Requires 1-2 GPUs. We recommend running with `uv`, which should install everything you need and then launch the tool, but set your API keys first:

```bash
export SERPER_API_KEY="XXXX"
export S2_API_KEY="XXXX"
export JINA_API_KEY="XXXX"

uv run --extra vllm  python scripts/launch_chat.py --model rl-research/DR-Tulu-8B
```

Note for this cli demo, we use a slightly different prompt than the one used for evaluation in our paper, for demo purposes. The prompt is in the file `dr_agent/shared_prompts/unified_tool_calling_cli.yaml`.

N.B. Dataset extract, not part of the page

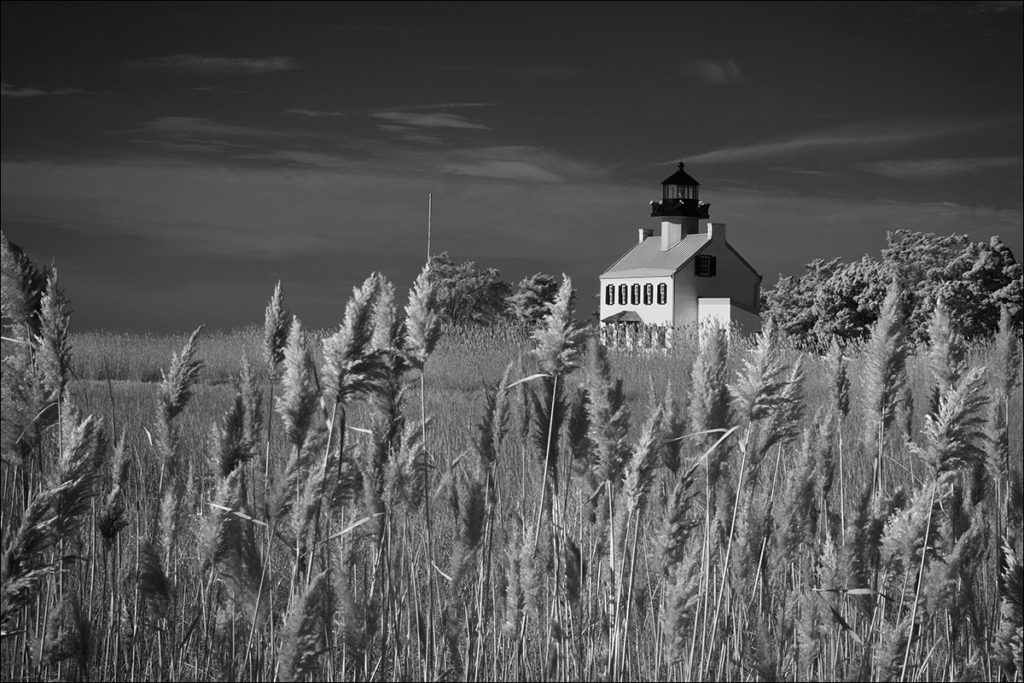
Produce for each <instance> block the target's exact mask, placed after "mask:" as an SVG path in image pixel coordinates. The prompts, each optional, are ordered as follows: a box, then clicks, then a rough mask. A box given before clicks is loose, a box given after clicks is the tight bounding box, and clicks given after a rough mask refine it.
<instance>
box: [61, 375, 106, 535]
mask: <svg viewBox="0 0 1024 683" xmlns="http://www.w3.org/2000/svg"><path fill="white" fill-rule="evenodd" d="M62 402H63V404H65V410H63V413H62V414H61V416H60V417H61V420H60V434H61V437H60V443H61V446H62V449H61V451H60V455H59V458H58V459H57V464H56V467H55V468H54V470H53V471H52V472H51V473H50V474H49V477H48V479H49V481H48V485H49V488H50V490H51V492H53V498H52V502H51V505H52V510H53V515H54V525H53V528H54V531H55V532H56V535H57V537H58V538H63V537H66V536H70V535H71V533H73V532H74V531H75V530H76V529H77V528H78V527H79V526H80V525H81V524H82V522H83V521H85V519H86V518H87V516H88V512H89V507H90V505H91V501H92V498H93V496H95V485H96V483H97V481H98V479H99V475H100V471H101V470H100V468H101V467H102V465H103V463H102V456H103V449H104V446H105V437H104V435H103V433H102V421H94V420H93V419H92V416H89V417H86V418H84V419H83V418H81V416H80V415H79V413H78V411H77V410H76V409H75V405H74V402H73V401H72V399H71V396H70V395H69V394H68V393H66V394H65V398H63V401H62Z"/></svg>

We provide additional flags for the chat script, for e.g. showing full tool output:
```bash
usage: launch_chat.py [-h] [--config CONFIG] [--dataset-name DATASET_NAME]
                      [--model MODEL] [--config-overrides CONFIG_OVERRIDES]
                      [--verbose] [--show-full-tool-output] [--skip-checks]
                      [--mcp-port MCP_PORT] [--gpu-id GPU_ID]
                      [--no-auto-launch]

Self-contained launcher for interactive chat

options:
  -h, --help            show this help message and exit
  --config CONFIG, -c CONFIG
                        Config file path (default:
                        workflows/auto_search_sft.yaml)
  --dataset-name DATASET_NAME, -d DATASET_NAME
                        Dataset name for dataset-specific instructions
  --model MODEL, -m MODEL
                        Main model name (for search agent). If not provided,
                        uses config defaults.
  --config-overrides CONFIG_OVERRIDES
                        Config overrides (e.g., 'param1=value1,param2=value2')
  --verbose, -v         Enable verbose output
  --show-full-tool-output
                        Show full tool output instead of truncating to 500
                        characters
  --skip-checks         Skip checking/launching services
  --mcp-port MCP_PORT   MCP server port (default: 8000)
  --gpu-id GPU_ID       GPU ID for search agent vLLM server (default: 0,
                        browse agent uses GPU 1)
  --no-auto-launch      Don't automatically launch vLLM servers (check only)

Examples:
  # Basic usage (auto-launches MCP server and vLLM servers if needed)
  python scripts/launch_chat.py

  # With specific model (auto-launches both vLLM servers on GPUs 0 and 1)
  python scripts/launch_chat.py --model rl-research/DR-Tulu-8B

  # Skip service checks (if services are already running)
  python scripts/launch_chat.py --skip-checks

  # Don't auto-launch vLLM servers (just check)
  python scripts/launch_chat.py --no-auto-launch

  # Custom config file
  python scripts/launch_chat.py --config workflows/auto_search_sft.yaml
```

## Evaluation

This repository includes evaluation scripts for multiple benchmarks, including:
- **Long-form**: SQA-CS-V2, Deep Research Bench, ResearchQA, HealthBench
- **Domain-specific**: Genetic Diseases  
- **Short-form**: BrowseComp, SimpleQA, Short Form QA

For detailed evaluation instructions, benchmark descriptions, and usage examples, see [`evaluation/README.md`](evaluation/README.md).